Four weeks to the day I arrived in Budapest. I knew a little bit about the country. I had dropped in for a few days here and there—even getting to know some of the political circles. Naturally, I did not believe a lot of the nonsense that you read about Hungary. Even a modicum of experience will tell you that the vast majority of what you read is rot. The first time I visited a few years ago, on the way back from the airport ago the taxi driver—a very outspoken critic of the government—subjected me to an unsolicited twenty-minute rundown of every corruption scandal in the country since the present prime minister took office. “If this is what a society without limited freedom of speech looks like,” I thought to myself, “then what on earth is the contemporary Anglosphere—where working people walk on eggshells for fear of offending the latest fad—supposed to be?”

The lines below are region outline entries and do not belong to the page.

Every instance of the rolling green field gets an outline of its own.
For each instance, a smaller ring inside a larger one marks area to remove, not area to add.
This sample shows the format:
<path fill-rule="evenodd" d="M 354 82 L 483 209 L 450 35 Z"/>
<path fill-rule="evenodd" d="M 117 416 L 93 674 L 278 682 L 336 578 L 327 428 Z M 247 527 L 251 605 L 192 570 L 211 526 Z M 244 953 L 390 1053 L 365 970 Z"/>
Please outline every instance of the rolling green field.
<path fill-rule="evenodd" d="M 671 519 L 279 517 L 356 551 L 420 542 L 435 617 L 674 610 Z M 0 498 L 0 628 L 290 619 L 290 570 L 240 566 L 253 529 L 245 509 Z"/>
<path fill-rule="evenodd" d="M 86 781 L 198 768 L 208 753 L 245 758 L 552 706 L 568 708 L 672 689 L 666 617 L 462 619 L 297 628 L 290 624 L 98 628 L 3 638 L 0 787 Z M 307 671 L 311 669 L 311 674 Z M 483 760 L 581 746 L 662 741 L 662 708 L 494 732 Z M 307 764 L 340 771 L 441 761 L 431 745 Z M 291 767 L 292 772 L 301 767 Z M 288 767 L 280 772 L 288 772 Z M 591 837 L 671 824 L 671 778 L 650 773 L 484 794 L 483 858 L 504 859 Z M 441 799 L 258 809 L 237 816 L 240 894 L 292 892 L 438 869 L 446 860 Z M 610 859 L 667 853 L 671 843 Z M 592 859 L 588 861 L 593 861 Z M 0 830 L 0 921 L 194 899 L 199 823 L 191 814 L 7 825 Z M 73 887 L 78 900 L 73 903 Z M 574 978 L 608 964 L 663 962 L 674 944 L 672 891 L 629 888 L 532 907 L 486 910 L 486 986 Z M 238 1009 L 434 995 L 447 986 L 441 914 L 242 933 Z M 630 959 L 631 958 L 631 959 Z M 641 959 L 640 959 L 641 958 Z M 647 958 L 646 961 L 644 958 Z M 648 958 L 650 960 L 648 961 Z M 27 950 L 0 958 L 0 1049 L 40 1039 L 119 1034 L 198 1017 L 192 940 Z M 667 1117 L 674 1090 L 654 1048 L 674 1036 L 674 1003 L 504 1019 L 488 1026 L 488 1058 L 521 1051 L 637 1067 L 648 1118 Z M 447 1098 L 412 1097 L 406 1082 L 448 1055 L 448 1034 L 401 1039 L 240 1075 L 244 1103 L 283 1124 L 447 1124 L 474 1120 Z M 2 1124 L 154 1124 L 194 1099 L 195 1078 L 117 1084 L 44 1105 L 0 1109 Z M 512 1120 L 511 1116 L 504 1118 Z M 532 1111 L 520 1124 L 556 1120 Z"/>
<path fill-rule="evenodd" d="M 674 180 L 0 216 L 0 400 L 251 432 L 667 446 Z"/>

That said, I did not really know what to expect at a deeper level. After all, you would have to be a bear of little brain to believe all the hyperbole about dictatorship, the suppression of dissidents, and all the rest of it. But perhaps there was some truth to the idea that it is effectively an oligarchy, run by the few for the few at the expense of the many. Perhaps it was true that Hungary was moving to become a central European hermit kingdom, isolated from the rest of the world. Maybe, just maybe, despite the occasional vocal taxi driver, most dissidents sulked in the shadows, unable to speak out—and this created the sort of social distrust that many reported as being a hallmark of the Soviet societies of yesteryear.

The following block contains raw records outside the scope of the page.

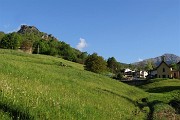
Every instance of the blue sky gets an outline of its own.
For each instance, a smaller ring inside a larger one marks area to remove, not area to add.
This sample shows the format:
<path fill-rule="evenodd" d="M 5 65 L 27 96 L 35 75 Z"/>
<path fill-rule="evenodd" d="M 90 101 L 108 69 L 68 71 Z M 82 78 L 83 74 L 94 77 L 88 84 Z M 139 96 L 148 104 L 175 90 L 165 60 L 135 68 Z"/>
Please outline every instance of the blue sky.
<path fill-rule="evenodd" d="M 180 0 L 0 0 L 0 16 L 0 31 L 33 25 L 105 59 L 180 56 Z"/>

Alas, I have found that none of this is true. Indeed, on every point it is the opposite of the truth. There is propaganda, andthen there is propaganda. Simple propaganda bends the truth—the spin doctor applies his spin, as we are so fond of sanitizing the corruption of our political processes in the West. Dark propaganda—the type that blackens the soul—tells us the opposite of the truth. In Orwell’s 1984 Big Brother is not content until poor Winston Smith admits that 2 + 2 does indeed equal 5. Hungary, I am afraid to say, has not simply been spun—rather it has been blackened, and we in the West are far worse off for it.